Haokun Zhao, Wanshi Xu, Haidong Yuan, Songjun Cao, Long Ma, Yanghua Xiao

🧩 TL;DR

本文提出了一种视觉-文本交织思维链框架,通过强化学习优化多模态大语言模型在几何推理中的辅助构造策略,使模型能够动态生成视觉辅助工具而非仅被动推理静态图表。


📘 Detailed Summary

Motivation: 现有多模态大语言模型在几何推理中主要局限于对静态图表的被动推理,缺乏关于何时以及如何构造有效视觉辅助工具的策略性知识,无法实现几何问题求解所需的动态构造思维过程。

Method: 研究首先构建了包含4,334个几何问题的GeoAux-Bench基准数据集,将文本构造步骤与真实视觉更新对齐;然后提出了动作适用性策略优化框架,采用自适应奖励塑造通过反事实采样来区分必要与冗余构造,从而优化视觉辅助工具的时机和质量。

Result: 实验表明视觉-文本交织辅助优于单模态方法,有效构造作为熵减器与推理困惑度降低强相关;所提方法使MLLMs能够利用选择性辅助构造,在强基线基础上实现了3.51%的性能提升。

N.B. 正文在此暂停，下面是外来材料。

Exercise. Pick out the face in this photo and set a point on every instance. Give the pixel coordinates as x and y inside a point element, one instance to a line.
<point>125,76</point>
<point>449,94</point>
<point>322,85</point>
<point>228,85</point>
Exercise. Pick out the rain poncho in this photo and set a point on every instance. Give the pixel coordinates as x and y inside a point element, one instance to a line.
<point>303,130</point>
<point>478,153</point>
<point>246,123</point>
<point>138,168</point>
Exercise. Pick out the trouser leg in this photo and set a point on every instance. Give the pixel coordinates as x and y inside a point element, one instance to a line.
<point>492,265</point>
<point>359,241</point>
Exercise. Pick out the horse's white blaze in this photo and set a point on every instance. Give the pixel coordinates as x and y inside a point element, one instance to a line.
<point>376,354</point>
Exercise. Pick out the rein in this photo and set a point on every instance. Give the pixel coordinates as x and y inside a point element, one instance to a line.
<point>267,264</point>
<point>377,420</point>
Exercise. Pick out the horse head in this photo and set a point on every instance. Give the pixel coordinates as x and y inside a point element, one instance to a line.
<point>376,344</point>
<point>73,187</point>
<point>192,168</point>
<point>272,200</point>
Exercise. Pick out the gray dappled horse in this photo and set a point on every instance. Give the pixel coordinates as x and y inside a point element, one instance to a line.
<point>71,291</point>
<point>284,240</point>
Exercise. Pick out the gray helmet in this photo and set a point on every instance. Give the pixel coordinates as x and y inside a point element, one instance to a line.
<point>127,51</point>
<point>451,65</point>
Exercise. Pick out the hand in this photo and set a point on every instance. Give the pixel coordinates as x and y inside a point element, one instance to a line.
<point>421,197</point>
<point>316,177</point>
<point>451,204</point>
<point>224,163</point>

Conclusion: 该研究揭示了视觉-文本交织表示在几何推理中的重要性,验证了有效构造作为熵减器的理论假设,提出的强化学习范式为多模态模型掌握策略性视觉构造提供了可行路径,推动了动态几何推理能力的发展。


📄 Abstract

Geometric reasoning inherently requires "thinking with constructions" -- the dynamic manipulation of visual aids to bridge the gap between problem conditions and solutions. However, existing Multimodal Large Language Models (MLLMs) are largely confined to passive inference with static diagrams, lacking the strategic knowledge of when and how to construct effective visual aids. To address this, we present a framework for Visual-Text Interleaved Chain-of-Thought. We first introduce GeoAux-Bench, the first benchmark comprising 4,334 geometry problems that aligns textual construction steps with ground-truth visual updates. Our pilot study reveals two critical insights: (1) interleaved visual-textual aids outperform single-modality counterparts, which cannot losslessly capture geometric synergy; and (2) valid constructions act as entropy reducers, strongly correlating with reduced reasoning perplexity. Building on these findings, we propose Action Applicability Policy Optimization (A2PO), a reinforcement learning paradigm for mastering strategic construction. A2PO employs Adaptive Reward Shaping to regulate the timing and quality of visual aids via counterfactual sampling to distinguish necessary from redundant constructions. Experiments demonstrate our approach enables MLLMs to leverage selective auxiliary constructions, yielding a 3.51% gain over strong baselines. Code and data are available on GitHub.